# 8 individual zoned, infloor job



## Catlin987987 (Nov 12, 2010)

8 individual zoned, infloor job. Pick it apart! The heat link controllers, active there own pump when there controlling manifold has a call for heat, pictured its only 7 zones, there are an additional 1 zone for the garage. The expansion tank isn't installed, yet.


----------



## rjbphd (Feb 5, 2010)

No hydraulic separation on this high volume system?


----------



## JoshJ (May 10, 2012)

What brand of pipe is that? Aquatherm? Is that a Navien boiler? Or water heater?

If boiler how are you able to vent with 636 PVC instead of CPVC?

If water heater where is the domestic load?


----------



## Catlin987987 (Nov 12, 2010)

rjbphd said:


> No hydraulic separation on this high volume system?


We install 4,000 MBH boilers with injection. I rarely see hydrolic seperators. They suppliers don't even stock them, I ordered one for the next job, and it is 3 weeks away.


JoshJ said:


> What brand of pipe is that? Aquatherm? Is that a Navien boiler? Or water heater?
> 
> If boiler how are you able to vent with 636 PVC instead of CPVC?
> 
> If water heater where is the domestic load?


It's aquathem brand, climatherm model pipe. It's a combi heater, the waterlines haven't been installed yet. We only run the infloor at 100-110f so no need for the CPVC unless its over 140F.


----------



## JoshJ (May 10, 2012)

How's the pipe to work with? It fusion weld?

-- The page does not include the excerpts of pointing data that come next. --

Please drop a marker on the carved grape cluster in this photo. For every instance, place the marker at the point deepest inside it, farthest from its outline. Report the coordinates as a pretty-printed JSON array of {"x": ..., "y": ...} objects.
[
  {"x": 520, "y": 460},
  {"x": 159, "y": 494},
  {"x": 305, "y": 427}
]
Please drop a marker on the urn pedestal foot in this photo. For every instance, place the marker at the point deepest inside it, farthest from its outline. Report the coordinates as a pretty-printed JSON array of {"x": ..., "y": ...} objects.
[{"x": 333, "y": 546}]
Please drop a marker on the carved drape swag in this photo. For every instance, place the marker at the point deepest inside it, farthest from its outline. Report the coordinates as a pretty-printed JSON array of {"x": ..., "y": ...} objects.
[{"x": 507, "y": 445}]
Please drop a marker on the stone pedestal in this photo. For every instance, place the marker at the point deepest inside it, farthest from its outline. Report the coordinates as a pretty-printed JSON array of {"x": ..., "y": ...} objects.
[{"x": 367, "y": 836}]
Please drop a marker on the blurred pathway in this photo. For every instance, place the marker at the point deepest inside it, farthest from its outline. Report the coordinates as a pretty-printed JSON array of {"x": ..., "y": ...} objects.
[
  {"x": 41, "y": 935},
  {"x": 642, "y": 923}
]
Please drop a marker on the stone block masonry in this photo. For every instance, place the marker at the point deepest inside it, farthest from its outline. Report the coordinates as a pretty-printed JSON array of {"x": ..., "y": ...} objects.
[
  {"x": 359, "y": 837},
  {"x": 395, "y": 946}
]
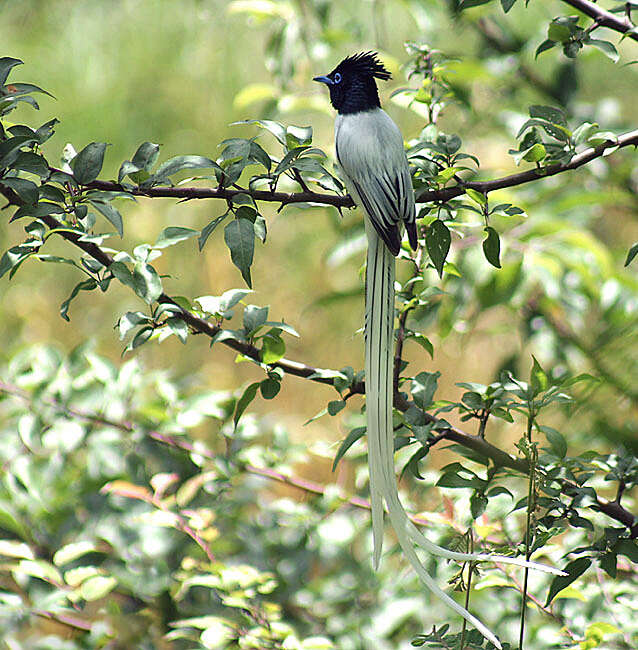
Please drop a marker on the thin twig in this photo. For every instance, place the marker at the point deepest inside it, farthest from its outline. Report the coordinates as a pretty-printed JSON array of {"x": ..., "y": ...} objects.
[{"x": 604, "y": 18}]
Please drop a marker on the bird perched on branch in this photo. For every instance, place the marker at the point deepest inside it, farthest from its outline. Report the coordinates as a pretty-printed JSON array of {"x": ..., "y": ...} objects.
[{"x": 370, "y": 151}]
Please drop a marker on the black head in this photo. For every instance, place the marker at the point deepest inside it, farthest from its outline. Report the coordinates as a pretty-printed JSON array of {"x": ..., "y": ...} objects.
[{"x": 352, "y": 83}]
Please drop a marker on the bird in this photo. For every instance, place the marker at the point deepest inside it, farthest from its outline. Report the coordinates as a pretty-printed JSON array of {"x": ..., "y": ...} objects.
[{"x": 371, "y": 154}]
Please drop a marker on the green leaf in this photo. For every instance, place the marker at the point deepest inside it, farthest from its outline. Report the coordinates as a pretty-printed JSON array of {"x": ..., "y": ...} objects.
[
  {"x": 423, "y": 387},
  {"x": 130, "y": 320},
  {"x": 477, "y": 197},
  {"x": 25, "y": 189},
  {"x": 86, "y": 285},
  {"x": 88, "y": 163},
  {"x": 239, "y": 236},
  {"x": 457, "y": 476},
  {"x": 273, "y": 348},
  {"x": 276, "y": 128},
  {"x": 207, "y": 231},
  {"x": 269, "y": 388},
  {"x": 492, "y": 247},
  {"x": 172, "y": 235},
  {"x": 9, "y": 148},
  {"x": 608, "y": 563},
  {"x": 254, "y": 318},
  {"x": 6, "y": 63},
  {"x": 146, "y": 282},
  {"x": 606, "y": 47},
  {"x": 535, "y": 153},
  {"x": 538, "y": 378},
  {"x": 15, "y": 256},
  {"x": 628, "y": 548},
  {"x": 111, "y": 213},
  {"x": 549, "y": 113},
  {"x": 633, "y": 251},
  {"x": 335, "y": 406},
  {"x": 298, "y": 136},
  {"x": 72, "y": 552},
  {"x": 146, "y": 156},
  {"x": 242, "y": 403},
  {"x": 349, "y": 440},
  {"x": 547, "y": 44},
  {"x": 179, "y": 163},
  {"x": 556, "y": 440},
  {"x": 478, "y": 503},
  {"x": 467, "y": 4},
  {"x": 574, "y": 570},
  {"x": 97, "y": 587},
  {"x": 437, "y": 241}
]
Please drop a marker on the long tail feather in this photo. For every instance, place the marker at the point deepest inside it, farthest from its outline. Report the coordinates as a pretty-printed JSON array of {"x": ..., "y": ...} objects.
[{"x": 379, "y": 395}]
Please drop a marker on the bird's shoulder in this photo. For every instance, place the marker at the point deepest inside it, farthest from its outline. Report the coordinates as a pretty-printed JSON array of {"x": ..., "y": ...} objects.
[{"x": 367, "y": 135}]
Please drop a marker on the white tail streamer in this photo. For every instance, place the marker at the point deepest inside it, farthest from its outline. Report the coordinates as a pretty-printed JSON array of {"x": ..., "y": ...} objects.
[{"x": 379, "y": 369}]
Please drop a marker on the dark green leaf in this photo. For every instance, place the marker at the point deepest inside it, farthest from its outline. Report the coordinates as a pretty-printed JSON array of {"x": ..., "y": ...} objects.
[
  {"x": 26, "y": 190},
  {"x": 146, "y": 156},
  {"x": 276, "y": 128},
  {"x": 349, "y": 440},
  {"x": 88, "y": 163},
  {"x": 269, "y": 388},
  {"x": 574, "y": 570},
  {"x": 15, "y": 256},
  {"x": 608, "y": 563},
  {"x": 146, "y": 282},
  {"x": 178, "y": 327},
  {"x": 140, "y": 338},
  {"x": 208, "y": 230},
  {"x": 549, "y": 113},
  {"x": 335, "y": 406},
  {"x": 556, "y": 440},
  {"x": 606, "y": 47},
  {"x": 10, "y": 148},
  {"x": 492, "y": 247},
  {"x": 437, "y": 241},
  {"x": 179, "y": 163},
  {"x": 6, "y": 63},
  {"x": 130, "y": 320},
  {"x": 86, "y": 285},
  {"x": 239, "y": 236},
  {"x": 273, "y": 348},
  {"x": 478, "y": 503},
  {"x": 242, "y": 403},
  {"x": 467, "y": 4},
  {"x": 424, "y": 386},
  {"x": 544, "y": 46},
  {"x": 538, "y": 378},
  {"x": 254, "y": 318},
  {"x": 633, "y": 251},
  {"x": 628, "y": 548},
  {"x": 111, "y": 213},
  {"x": 34, "y": 163}
]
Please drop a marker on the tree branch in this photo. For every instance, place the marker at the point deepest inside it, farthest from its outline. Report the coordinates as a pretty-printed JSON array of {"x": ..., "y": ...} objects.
[
  {"x": 604, "y": 18},
  {"x": 612, "y": 509},
  {"x": 345, "y": 201}
]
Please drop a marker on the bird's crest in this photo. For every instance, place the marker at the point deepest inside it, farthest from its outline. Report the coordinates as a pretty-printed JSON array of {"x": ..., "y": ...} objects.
[{"x": 364, "y": 63}]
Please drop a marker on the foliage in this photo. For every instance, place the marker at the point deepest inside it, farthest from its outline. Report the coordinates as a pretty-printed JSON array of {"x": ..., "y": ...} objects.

What brand of manifolds for the infloor pipe?


----------



## Catlin987987 (Nov 12, 2010)

JoshJ said:


> How's the pipe to work with? It fusion weld?
> 
> What brand of manifolds for the infloor pipe?


 Yes, it's fusion.
It's extremely tough to make look nice, but it only took my plumber 6 hours to pipe the whole system. We use only heatlink for all our infloor/staple up installs. I run it in my own house.


----------



## Plumbworker (Oct 23, 2008)

technically those closely spaced tees off the boiler makes it hydraulically separated


----------



## rjbphd (Feb 5, 2010)

Plumbworker said:


> technically those closely spaced tees off the boiler makes it hydraulically separated


Depends..


----------



## Plumbworker (Oct 23, 2008)

i agree a low loss header is preferable... but it is separated..


----------